As a young man, I found myself as a guest at dinner table of V.I.P.s. The keynote at this dinner was a politician who was on the national stage and a was considered a serious contender for the White House should he think about running in the upcoming Presidential elections. At my table were a gaggle of his key aids and politically connected cohorts.
I like to think of myself as an intelligent person and I wanted to pretend that I belonged with this well connected and influential group. I did my best to make conversation. I asked about the Senator's schedule and where else he was speaking. I asked about the Senator's thoughts on a potential run for the White House. I inquired about the Senator's views on certain political subjects. As the dinner went on, I got the distinct impression that something was wrong.
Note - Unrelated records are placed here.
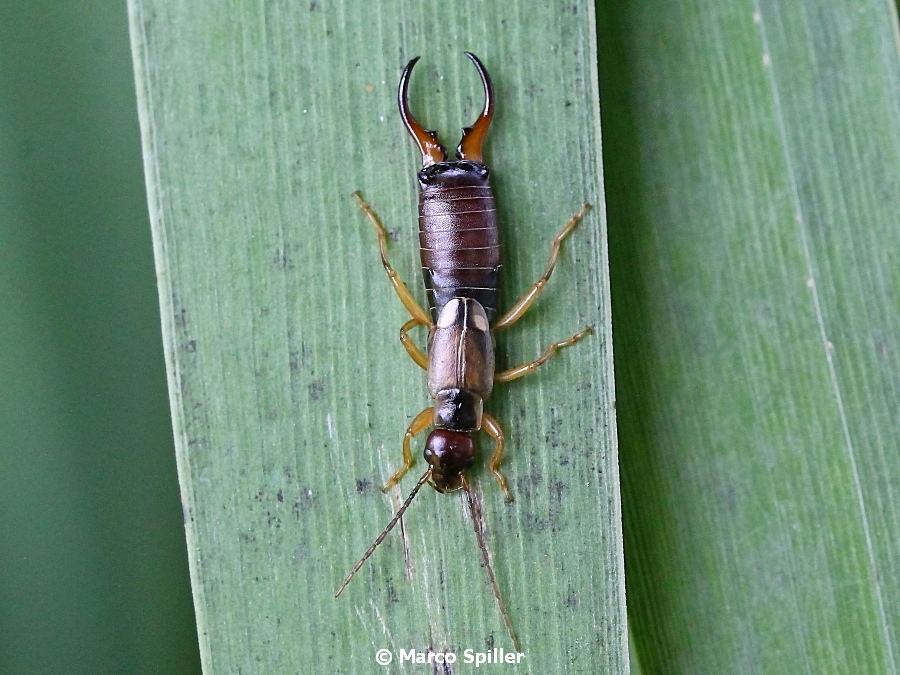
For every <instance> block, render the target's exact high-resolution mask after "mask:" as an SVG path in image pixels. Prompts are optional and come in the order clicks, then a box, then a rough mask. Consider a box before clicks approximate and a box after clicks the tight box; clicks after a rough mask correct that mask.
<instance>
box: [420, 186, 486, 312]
mask: <svg viewBox="0 0 900 675" xmlns="http://www.w3.org/2000/svg"><path fill="white" fill-rule="evenodd" d="M448 173H449V175H445V176H440V177H436V178H437V180H434V181H433V182H432V183H431V184H429V185H427V186H424V187H423V189H422V192H421V193H420V196H419V246H420V250H421V255H422V268H423V273H424V276H425V288H426V289H427V291H428V302H429V305H430V307H431V316H432V319H433V320H434V321H437V316H438V314H439V313H440V311H441V308H442V307H443V306H444V305H445V304H447V302H449V301H450V300H451V299H452V298H455V297H462V298H472V299H474V300H477V301H478V302H479V303H481V305H482V307H484V309H485V312H487V316H488V320H489V321H493V318H494V314H495V313H496V307H497V278H498V275H499V272H500V234H499V231H498V227H497V213H496V209H495V205H494V195H493V193H492V192H491V188H490V186H489V185H488V183H487V180H486V178H487V176H486V175H485V176H483V177H482V176H481V175H479V174H478V173H476V172H459V173H457V172H448ZM484 173H486V172H484ZM441 178H445V179H446V180H440V179H441Z"/></svg>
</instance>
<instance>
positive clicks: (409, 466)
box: [381, 408, 434, 492]
mask: <svg viewBox="0 0 900 675" xmlns="http://www.w3.org/2000/svg"><path fill="white" fill-rule="evenodd" d="M433 419H434V408H425V410H423V411H422V412H420V413H419V414H418V415H416V417H415V419H414V420H413V421H412V424H410V425H409V428H408V429H407V430H406V434H405V435H404V436H403V466H401V467H400V468H399V469H397V472H396V473H395V474H394V475H393V476H391V479H390V480H389V481H388V482H387V483H385V484H384V487H383V488H381V491H382V492H387V491H388V490H390V489H391V488H392V487H394V486H395V485H396V484H397V483H399V482H400V479H401V478H403V476H404V475H406V472H407V471H409V470H410V469H411V468H412V467H413V464H415V463H416V460H414V459H413V456H412V451H411V450H410V449H409V442H410V440H412V437H413V436H416V435H417V434H421V433H422V432H423V431H425V429H427V428H428V427H430V426H431V422H432V420H433Z"/></svg>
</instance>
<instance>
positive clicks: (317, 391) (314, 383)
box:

The people at the table, the ones I desperately wanted to impress, were treating me like I was an idiot.
I was, in fact, an idiot. I later realized that the keynote was not a Senator but a member of the House of Representatives. With every question I asked about "the Senator" I declared my own basic ignorance. At a table full of political heavy hitters, I struck out several times over during the meal. I was clearly way out of my league.
When God finally answers Job and asks, "Why do you talk without knowing what you're talking about?" I had a flashback to that humiliating moment of realization. And yet, sometimes God uses our own discomfort and humiliation to teach us a valuable lesson or two.